Now, applicants seeking help with funeral costs for COVID-related deaths that occurred from Jan. 20, 2020, to May 16, 2020, may submit a death certificate that does not specifically cite COVID-19. But they must also submit a signed letter from the certificate’s “certifying official, medical examiner or coroner” attributing the death to the virus.
The change was made after consultation with officials at the Centers for Disease Control and Prevention “and other health experts,” FEMA said in a statement Tuesday.
Read the full story here.
South Africa ramps up vaccine drive, too late for this surge
JOHANNESBURG — Some in wheelchairs, others on canes, hundreds of South Africans waited recently on the ramps of an open-air Johannesburg parking garage to get their COVID-19 vaccine shots. Despite the masks, social distancing and blustery weather of the Southern Hemisphere winter, a celebratory atmosphere took hold.
“What a relief!” said Vincent Damon, a 63-year-old electrical technician, after getting his second dose. “In the last four days, I’ve lost four friends. All of them under 60. This pandemic has gotten worse. It’s frightening.”
New infections in South Africa rose to record levels in recent days, part of a rapid rise across the continent, and experts say the surge here hasn’t yet peaked.
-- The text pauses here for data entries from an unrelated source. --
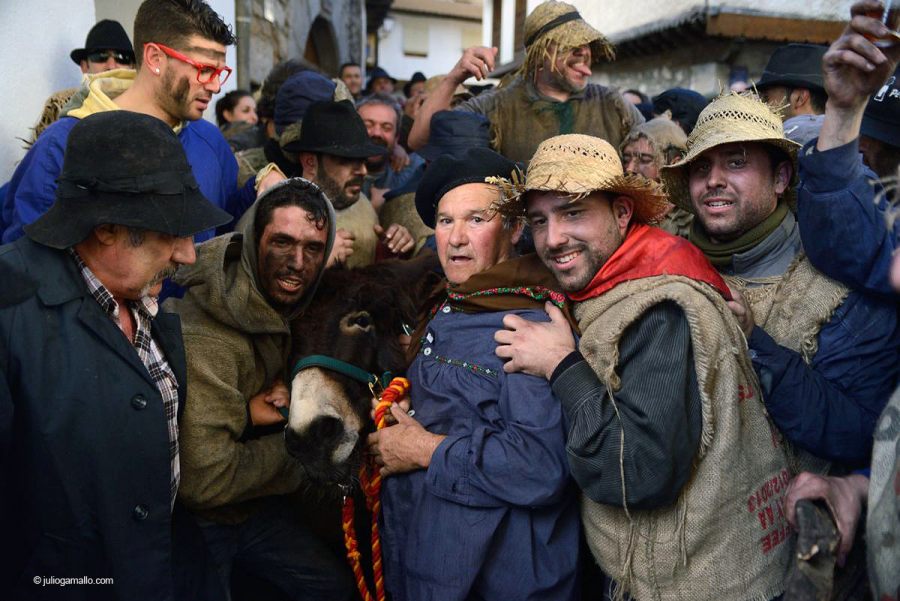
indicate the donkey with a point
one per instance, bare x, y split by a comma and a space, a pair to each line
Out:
357, 318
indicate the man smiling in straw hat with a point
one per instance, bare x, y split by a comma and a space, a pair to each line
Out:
550, 96
827, 359
668, 465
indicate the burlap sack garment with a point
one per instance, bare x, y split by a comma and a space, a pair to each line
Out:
726, 539
359, 219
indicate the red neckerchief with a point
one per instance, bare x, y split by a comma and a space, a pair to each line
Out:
647, 252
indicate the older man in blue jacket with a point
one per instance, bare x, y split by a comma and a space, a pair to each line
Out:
478, 503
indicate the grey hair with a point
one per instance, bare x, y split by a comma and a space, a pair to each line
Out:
136, 236
382, 99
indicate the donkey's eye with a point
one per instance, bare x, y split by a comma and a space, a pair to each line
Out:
352, 323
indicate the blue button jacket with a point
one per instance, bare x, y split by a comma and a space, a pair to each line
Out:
841, 212
32, 189
494, 516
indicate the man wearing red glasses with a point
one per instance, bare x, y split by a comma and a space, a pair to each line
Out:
180, 63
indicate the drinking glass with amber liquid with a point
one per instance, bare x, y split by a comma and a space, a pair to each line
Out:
889, 14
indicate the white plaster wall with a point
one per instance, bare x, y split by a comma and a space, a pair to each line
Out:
38, 36
614, 16
445, 46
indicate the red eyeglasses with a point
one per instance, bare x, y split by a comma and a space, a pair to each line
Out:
205, 73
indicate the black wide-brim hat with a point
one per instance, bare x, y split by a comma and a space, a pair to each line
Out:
881, 120
128, 169
794, 66
105, 35
449, 172
335, 128
455, 132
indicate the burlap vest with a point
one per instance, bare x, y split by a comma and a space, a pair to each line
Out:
726, 539
519, 125
792, 308
402, 210
360, 219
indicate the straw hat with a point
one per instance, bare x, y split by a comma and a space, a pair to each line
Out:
664, 135
560, 26
578, 165
730, 118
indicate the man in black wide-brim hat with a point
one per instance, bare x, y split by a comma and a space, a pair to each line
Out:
91, 376
332, 150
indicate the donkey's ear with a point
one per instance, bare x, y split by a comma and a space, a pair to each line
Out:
411, 272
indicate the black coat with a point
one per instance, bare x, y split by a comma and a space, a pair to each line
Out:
84, 451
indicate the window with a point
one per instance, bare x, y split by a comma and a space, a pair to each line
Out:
415, 38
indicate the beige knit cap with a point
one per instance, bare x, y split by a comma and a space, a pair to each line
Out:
555, 27
730, 118
578, 165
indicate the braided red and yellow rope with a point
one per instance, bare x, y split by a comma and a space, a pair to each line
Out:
370, 479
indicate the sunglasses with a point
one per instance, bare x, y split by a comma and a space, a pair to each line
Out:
205, 73
101, 56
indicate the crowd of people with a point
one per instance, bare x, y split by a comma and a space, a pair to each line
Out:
662, 323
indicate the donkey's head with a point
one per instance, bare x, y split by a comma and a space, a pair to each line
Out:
356, 318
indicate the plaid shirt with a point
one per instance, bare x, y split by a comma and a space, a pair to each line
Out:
144, 310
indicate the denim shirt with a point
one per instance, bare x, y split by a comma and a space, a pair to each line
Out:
842, 216
494, 516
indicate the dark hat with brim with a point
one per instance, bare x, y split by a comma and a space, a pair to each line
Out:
297, 93
335, 128
126, 169
449, 172
794, 66
881, 119
105, 35
418, 77
455, 132
683, 105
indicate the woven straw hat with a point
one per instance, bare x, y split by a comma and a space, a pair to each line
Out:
730, 118
554, 27
578, 165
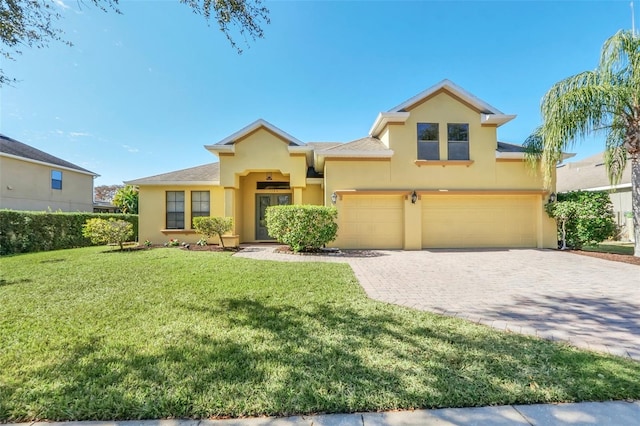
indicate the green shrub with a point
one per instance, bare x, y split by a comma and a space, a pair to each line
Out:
25, 232
126, 199
303, 228
587, 217
111, 231
213, 226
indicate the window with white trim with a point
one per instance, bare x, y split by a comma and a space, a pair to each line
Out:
175, 209
200, 204
56, 179
428, 141
458, 141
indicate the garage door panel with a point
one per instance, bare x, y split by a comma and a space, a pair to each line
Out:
371, 222
451, 222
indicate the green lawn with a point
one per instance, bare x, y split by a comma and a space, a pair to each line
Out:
89, 335
612, 247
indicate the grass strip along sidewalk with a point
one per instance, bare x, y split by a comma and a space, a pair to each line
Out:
94, 335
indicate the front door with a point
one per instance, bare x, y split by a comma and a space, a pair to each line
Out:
262, 202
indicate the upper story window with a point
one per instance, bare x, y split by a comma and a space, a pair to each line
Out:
458, 141
56, 179
200, 204
175, 209
428, 141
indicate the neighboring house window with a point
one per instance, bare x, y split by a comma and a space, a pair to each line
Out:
56, 179
175, 209
458, 141
199, 204
428, 144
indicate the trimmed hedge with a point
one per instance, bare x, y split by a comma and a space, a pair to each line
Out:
302, 227
24, 232
587, 215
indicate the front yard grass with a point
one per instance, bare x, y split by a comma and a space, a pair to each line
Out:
167, 333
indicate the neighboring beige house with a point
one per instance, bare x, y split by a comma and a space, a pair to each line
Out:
590, 174
33, 180
430, 173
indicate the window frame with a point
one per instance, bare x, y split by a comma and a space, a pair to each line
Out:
198, 212
428, 143
56, 183
457, 143
173, 215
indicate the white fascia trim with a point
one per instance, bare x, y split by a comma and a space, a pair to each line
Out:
455, 89
387, 117
175, 183
509, 154
497, 119
221, 148
357, 154
608, 187
256, 125
303, 149
43, 163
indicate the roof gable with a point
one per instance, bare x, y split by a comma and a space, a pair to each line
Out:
489, 115
256, 125
12, 147
452, 89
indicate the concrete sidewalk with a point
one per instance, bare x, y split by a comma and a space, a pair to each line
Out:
619, 413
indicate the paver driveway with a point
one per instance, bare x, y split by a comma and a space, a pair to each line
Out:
589, 302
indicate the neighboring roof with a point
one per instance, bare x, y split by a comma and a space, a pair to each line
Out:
363, 144
202, 175
588, 174
509, 147
13, 148
231, 139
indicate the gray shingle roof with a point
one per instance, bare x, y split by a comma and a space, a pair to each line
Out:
587, 174
13, 147
205, 173
364, 144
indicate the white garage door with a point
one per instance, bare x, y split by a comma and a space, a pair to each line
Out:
371, 222
479, 221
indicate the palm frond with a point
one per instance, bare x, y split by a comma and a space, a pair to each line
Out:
615, 155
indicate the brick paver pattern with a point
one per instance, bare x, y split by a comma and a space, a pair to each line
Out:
588, 302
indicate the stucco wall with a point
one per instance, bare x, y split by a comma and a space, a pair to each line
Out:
25, 185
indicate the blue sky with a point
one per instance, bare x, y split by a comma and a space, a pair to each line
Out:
140, 93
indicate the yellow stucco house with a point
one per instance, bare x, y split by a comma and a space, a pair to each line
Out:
34, 180
430, 174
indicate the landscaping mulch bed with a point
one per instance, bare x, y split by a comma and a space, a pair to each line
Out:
328, 252
609, 256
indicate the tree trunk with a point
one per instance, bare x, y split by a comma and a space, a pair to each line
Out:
635, 200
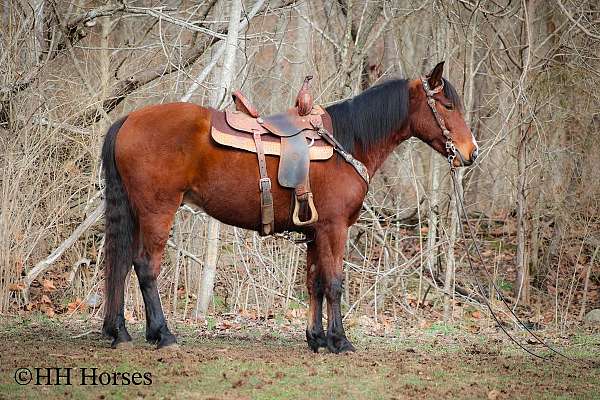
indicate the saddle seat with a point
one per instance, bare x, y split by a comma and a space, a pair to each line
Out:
288, 135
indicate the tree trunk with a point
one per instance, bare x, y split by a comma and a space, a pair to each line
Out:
521, 288
205, 290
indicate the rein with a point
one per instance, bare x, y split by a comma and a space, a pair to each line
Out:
460, 208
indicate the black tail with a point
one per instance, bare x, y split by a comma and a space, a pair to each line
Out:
119, 230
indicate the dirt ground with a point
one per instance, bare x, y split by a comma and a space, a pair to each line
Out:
262, 363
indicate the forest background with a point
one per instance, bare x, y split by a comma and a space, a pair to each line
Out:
528, 72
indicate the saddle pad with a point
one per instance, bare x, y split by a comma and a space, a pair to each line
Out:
283, 124
294, 162
320, 150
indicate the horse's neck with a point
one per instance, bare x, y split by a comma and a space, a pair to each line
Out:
376, 155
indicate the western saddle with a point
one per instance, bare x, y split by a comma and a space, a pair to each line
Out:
295, 136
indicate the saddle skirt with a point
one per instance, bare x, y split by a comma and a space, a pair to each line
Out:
287, 135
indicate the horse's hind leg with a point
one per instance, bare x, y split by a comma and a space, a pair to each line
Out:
154, 233
330, 241
315, 336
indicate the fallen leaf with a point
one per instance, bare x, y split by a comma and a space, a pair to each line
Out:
77, 305
50, 312
16, 287
48, 285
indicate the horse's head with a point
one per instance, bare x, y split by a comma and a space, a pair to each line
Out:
436, 118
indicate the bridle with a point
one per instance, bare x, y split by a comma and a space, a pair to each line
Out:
450, 147
460, 208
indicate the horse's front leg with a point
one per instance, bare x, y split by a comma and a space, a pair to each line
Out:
315, 335
330, 243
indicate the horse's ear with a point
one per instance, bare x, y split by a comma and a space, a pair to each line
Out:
435, 76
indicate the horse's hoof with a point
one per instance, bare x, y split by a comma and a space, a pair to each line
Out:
340, 345
316, 340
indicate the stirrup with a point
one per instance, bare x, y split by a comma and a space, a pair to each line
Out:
314, 216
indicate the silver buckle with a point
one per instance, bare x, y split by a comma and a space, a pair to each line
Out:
264, 184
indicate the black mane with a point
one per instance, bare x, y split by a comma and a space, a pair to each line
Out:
376, 113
To fight the new wave, South Africa reimposed several restrictions, including shutting restaurants and bars and limiting alcohol sales — and its vaccination drive is finding its feet after several stumbles.
But even as the campaign gathers pace, experts say it’s too late to reduce the deadly impact of the current spike. Instead, South Africa is now rushing to vaccinate enough of its 60 million people to blunt the impact of the next inevitable surge.
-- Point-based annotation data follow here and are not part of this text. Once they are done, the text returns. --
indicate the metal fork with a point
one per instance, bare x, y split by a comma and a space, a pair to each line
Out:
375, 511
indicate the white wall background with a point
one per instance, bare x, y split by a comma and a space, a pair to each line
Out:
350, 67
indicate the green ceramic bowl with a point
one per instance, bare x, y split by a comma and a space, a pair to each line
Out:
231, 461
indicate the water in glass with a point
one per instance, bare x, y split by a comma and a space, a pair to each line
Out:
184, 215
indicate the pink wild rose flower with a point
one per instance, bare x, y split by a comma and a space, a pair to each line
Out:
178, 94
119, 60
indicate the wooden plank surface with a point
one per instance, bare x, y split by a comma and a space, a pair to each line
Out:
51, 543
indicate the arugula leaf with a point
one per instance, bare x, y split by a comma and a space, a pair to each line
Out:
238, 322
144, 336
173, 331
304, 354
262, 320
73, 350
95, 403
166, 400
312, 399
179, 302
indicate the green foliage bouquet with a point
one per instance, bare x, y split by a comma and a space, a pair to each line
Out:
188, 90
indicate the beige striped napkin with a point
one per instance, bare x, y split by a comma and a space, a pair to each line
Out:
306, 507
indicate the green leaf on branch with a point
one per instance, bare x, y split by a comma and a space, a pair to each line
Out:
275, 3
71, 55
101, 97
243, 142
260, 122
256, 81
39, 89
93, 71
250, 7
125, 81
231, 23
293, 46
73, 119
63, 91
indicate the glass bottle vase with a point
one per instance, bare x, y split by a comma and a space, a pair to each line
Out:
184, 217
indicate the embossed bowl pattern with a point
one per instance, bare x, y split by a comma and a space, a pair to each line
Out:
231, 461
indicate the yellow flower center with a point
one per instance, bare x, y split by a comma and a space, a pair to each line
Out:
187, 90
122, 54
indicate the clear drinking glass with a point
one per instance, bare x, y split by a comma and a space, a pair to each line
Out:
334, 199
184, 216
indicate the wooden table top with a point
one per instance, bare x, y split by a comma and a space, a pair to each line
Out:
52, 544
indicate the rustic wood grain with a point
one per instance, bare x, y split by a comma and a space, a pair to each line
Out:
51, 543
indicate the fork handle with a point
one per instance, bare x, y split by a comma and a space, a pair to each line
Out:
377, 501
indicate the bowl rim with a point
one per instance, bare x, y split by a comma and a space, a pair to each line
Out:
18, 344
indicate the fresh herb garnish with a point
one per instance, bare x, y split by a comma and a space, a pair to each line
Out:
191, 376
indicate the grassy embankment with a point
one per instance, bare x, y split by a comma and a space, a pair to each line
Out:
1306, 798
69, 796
King County’s courts are ‘barely keeping up’ with a massive backlog of cases due to the COVID-19 pandemic
More than 250 murder cases await trial in King County Superior Court. Some 400 sexual assault victims have already been waiting nearly two years to testify against the people accused of hurting them.
Armed robberies, aggravated assaults, shootings and other violent crimes continue to pile up as the county’s legal system attempts to dig out from a historic backlog of felony cases, while also straining to address family law and civil law matters.
Meanwhile in King County District Court, which is responsible for hearing misdemeanor and gross misdemeanor cases in several King County cities, more than 9,000 traffic infractions await hearings, many of which could be dismissed as cases run up against statutes of limitations. Small-claims lawsuits aren’t being heard and there are scarce funds for mediation.
“We’re barely keeping up with our criminal work,” the District Court’s presiding judge, Susan Mahoney, said in a Tuesday meeting of the Metropolitan King County Council’s Budget and Financial Management Committee.
Defendants, victims and civil litigants have faced delays or waited in limbo over the past 16 months as the COVID-19 pandemic raged and court operations were curtailed to keep employees and members of the public safe. Now, the county’s courts, clerks, prosecutors and public defenders are all vying for a share of the last remaining federal pandemic relief money, seeking resources to keep cases moving.